HOME

Geheimschrift "ZXX": Ich sehe was, was Google nicht sieht

Viel Geld fließt für Informationen über das Konsumverhalten und die Website-Nutzung von Usern. Um die Privatsphäre zu schützen, hat der Ex-NSA-Mitarbeiter Sang Mun nun "Geheimschriften" entwickelt.

Von Jannik Tille

Internetnutzer werden pausenlos gescannt. Suchmaschinen wie Google beobachten quasi jeden Schritt im Internet. Ein gefundenes Fressen für die Werbeindustrie, die sich diese Informationen längst zu Nutze macht und viel Geld für gezielt geschaltete Werbung zahlt. Mittlerweile ist die Technik so ausgereift, dass Konsumenten nicht mehr nur mit Werbung geködert werden können, sondern selbst die Texteingabe ausgespäht wird.

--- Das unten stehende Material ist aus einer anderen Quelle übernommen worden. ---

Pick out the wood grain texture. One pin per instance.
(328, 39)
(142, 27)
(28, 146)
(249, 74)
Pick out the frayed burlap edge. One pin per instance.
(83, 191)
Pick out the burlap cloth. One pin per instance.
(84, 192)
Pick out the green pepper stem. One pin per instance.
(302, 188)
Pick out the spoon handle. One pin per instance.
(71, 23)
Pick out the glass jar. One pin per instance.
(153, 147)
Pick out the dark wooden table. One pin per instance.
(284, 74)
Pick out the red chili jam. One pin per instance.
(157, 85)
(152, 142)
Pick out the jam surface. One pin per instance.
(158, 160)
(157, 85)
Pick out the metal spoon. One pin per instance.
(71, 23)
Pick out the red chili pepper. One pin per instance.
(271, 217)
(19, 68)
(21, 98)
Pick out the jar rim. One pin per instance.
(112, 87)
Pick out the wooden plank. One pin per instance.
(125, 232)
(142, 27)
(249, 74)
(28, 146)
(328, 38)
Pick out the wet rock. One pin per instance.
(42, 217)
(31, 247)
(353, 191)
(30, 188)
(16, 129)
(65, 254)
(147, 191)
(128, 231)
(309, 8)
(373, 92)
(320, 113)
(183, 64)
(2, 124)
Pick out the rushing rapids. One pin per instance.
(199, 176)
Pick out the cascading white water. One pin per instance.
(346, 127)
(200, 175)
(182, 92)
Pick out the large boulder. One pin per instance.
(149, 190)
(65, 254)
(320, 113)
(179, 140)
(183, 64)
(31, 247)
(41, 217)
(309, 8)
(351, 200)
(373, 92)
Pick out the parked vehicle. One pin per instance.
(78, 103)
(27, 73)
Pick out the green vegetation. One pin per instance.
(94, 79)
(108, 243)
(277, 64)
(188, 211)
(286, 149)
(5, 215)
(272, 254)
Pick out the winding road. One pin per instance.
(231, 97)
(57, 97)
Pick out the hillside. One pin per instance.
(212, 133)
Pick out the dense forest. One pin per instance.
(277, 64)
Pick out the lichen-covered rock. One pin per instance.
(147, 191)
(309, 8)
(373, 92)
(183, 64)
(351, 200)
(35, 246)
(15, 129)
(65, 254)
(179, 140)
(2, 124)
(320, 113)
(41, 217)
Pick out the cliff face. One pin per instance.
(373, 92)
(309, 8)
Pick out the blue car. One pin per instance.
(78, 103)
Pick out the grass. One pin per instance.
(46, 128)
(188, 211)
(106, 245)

Die optische Wort-Wiedererkennung verwendet Google beispielsweise, um Bücher zu scannen. Mit erstaunlicher Exaktheit werden geschriebene Texte so noch genauer analysiert. Diese Erkenntnis verwundert in Zeiten von NSA-Skandal und Co wohl kaum noch jemanden. Etwas dagegen tun wollen Experten trotzdem.

Ein Jahr Entwicklungszeit

Sang Mun arbeitete während seiner Zeit beim koreanischen Militär mit der NSA zusammen und will sein Know-how jetzt Verbrauchern zur Verfügung stellen. Mithilfe der Schriftart "ZXX" sollen Informationen unbeobachtet im Internet geschrieben werden können. Obwohl "ZXX" für Menschen lesbar ist, sind Computer nicht in der Lage, die Schrift zu entschlüsseln.

Ein Jahr hat Sang Mun für die Entwicklung von "ZXX" benötigt. Die Abkürzung bedeutet so viel wie "Kein linguistischer Inhalt/Nicht anwendbar". Das Paket besteht aus insgesamt vier verschiedenen Schriftarten. Jede von ihnen ist mit anderen Zusätzen versehen, die es Suchmaschinen unmöglich machen, die Wörter klar zu erkennen. Wahlweise werden einzelne Buchstaben mit einem kleinen "X" unterlegt, durch Anfügen kleinerer Hochzahlen entfremdet oder mit einer Art Graffito versehen.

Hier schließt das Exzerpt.